There is one point upon which both sides of the current debate agree: the early history of the New Testament Text is a "tale of two cities", Antioch and Alexandria.  And, just as surely as the KJV Text was woven into the spiritual life of Antioch in Syria, so was also the modern version text among the “scholarship” of Alexandria.  Today a believer must decide whether he is more comfortable with a Bible whose roots go back to one or the other of these two cities.  The choice is a clear one, as there is very little common ground between them.

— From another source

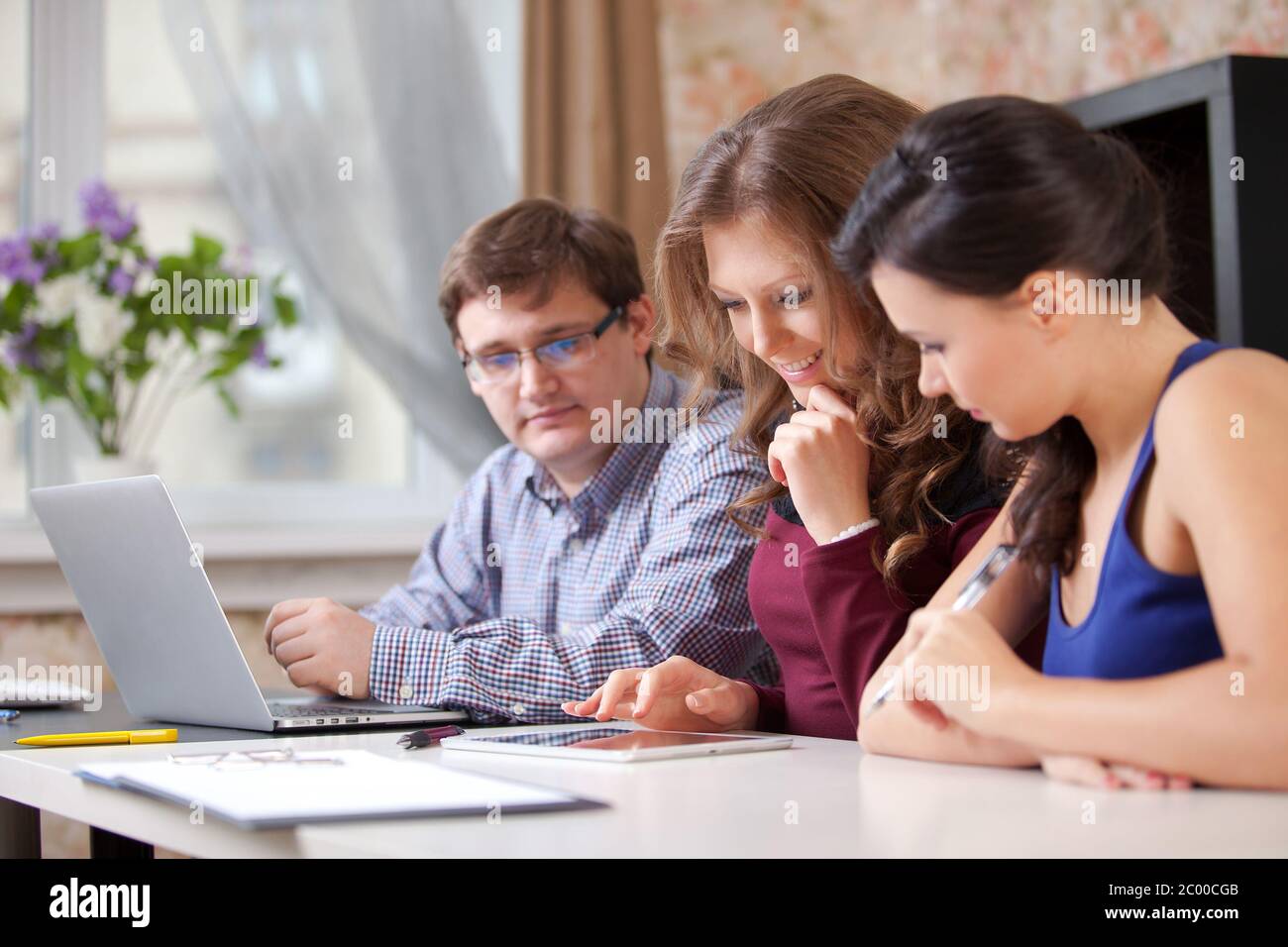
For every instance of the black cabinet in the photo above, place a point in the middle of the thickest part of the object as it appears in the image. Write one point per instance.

Certainly Antioch has by far the greater Biblical heritage. It became to the Gentile Christians what Jerusalem had been to the Jews, and superseded Jerusalem as the base for the spread of the Gospel.  The “disciples were called Christians first in Antioch” (Acts 11:26).  It was the starting point for the Apostle Paul's missionary journeys. Mark, Barnabas, and Silas were there. Peter and probably Luke were there. The Book of Acts presents Antioch as the center of early church activity.

Egypt shares no such heritage.  Biblically it pictures the world, and the world in its opposition to the things of God.  God would not allow His Son (Mt. 2), His nation (Ex. 12), His patriarchs (Gen. 50), or even the bones of the patriarchs (Ex. 13:19) to remain there.  The Jews were warned repeatedly not to return to Egypt.  Not to rely upon it for help.  Not to even purchase horses there, etc.  Thus, in contrast to what is being claimed today, it is hard to believe that Egypt and Alexandria would have been the central place where God would preserve His Holy Word.  Frankly, it was the last place on earth that one could trust in doctrinal and Biblical matters.  It certainly wasn't safe to get a Bible there!

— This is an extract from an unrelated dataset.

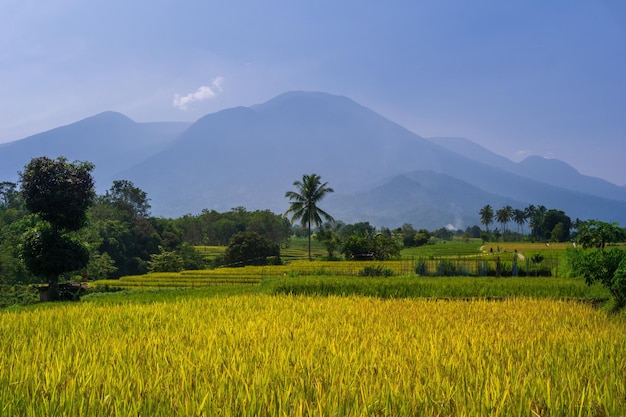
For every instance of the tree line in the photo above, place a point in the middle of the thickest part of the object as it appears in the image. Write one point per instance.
(54, 224)
(549, 225)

Even the late Bruce Metzger, a fervent supporter of the Alexandrian Text, was compelled to catalogue the vast amount of religious corruption that came from Alexandria:

Among Christians which during the second century either originated in Egypt or circulated there among both the orthodox and the Gnostics are numerous apocryphal gospels, acts, epistles, and apocalypses.  Some of the more noteworthy are the Gospel according to the Egyptians, the Gospel of Truth, the Gospel of Thomas, the Gospel of Philip, the Kerygma of Peter, the Acts of John, the Epistle of Barnabas, the Epistle of the Apostles, and the Apocalypse of Peter.  There are also fragments of exegetical and dogmatic works composed by Alexandrian Christians, chiefly Gnostics during the second century.  We know, for example, of such teachers as Basilides and his son Isidore, and of Valentinus, Ptolemaeus, Heracleon, and Pantaenus.  All but the last-mentioned were unorthodox in one respect or another.  In fact, to judge by the comments made by Clement of Alexandria, almost every deviant Christian sect was represented in Egypt during the second century; Clement mentions the Valentinians, the Basilidians, the Marcionites, the Peratae, the Encratites, the Docetists, the Haimetites, the Cainites, the Ophites, the Simonians, and the Eutychites. What proportion of Christians in Egypt during the second century were orthodox is not known. (The Early Versions of the New Testament, Clarendon Press, p. 101).

Let it be said again: Alexandria was the worst possible place to go for a Bible! Yet it is precisely the place that our present-day translators have gone in gathering Aleph, B, and the papyri as sources for their modern versions.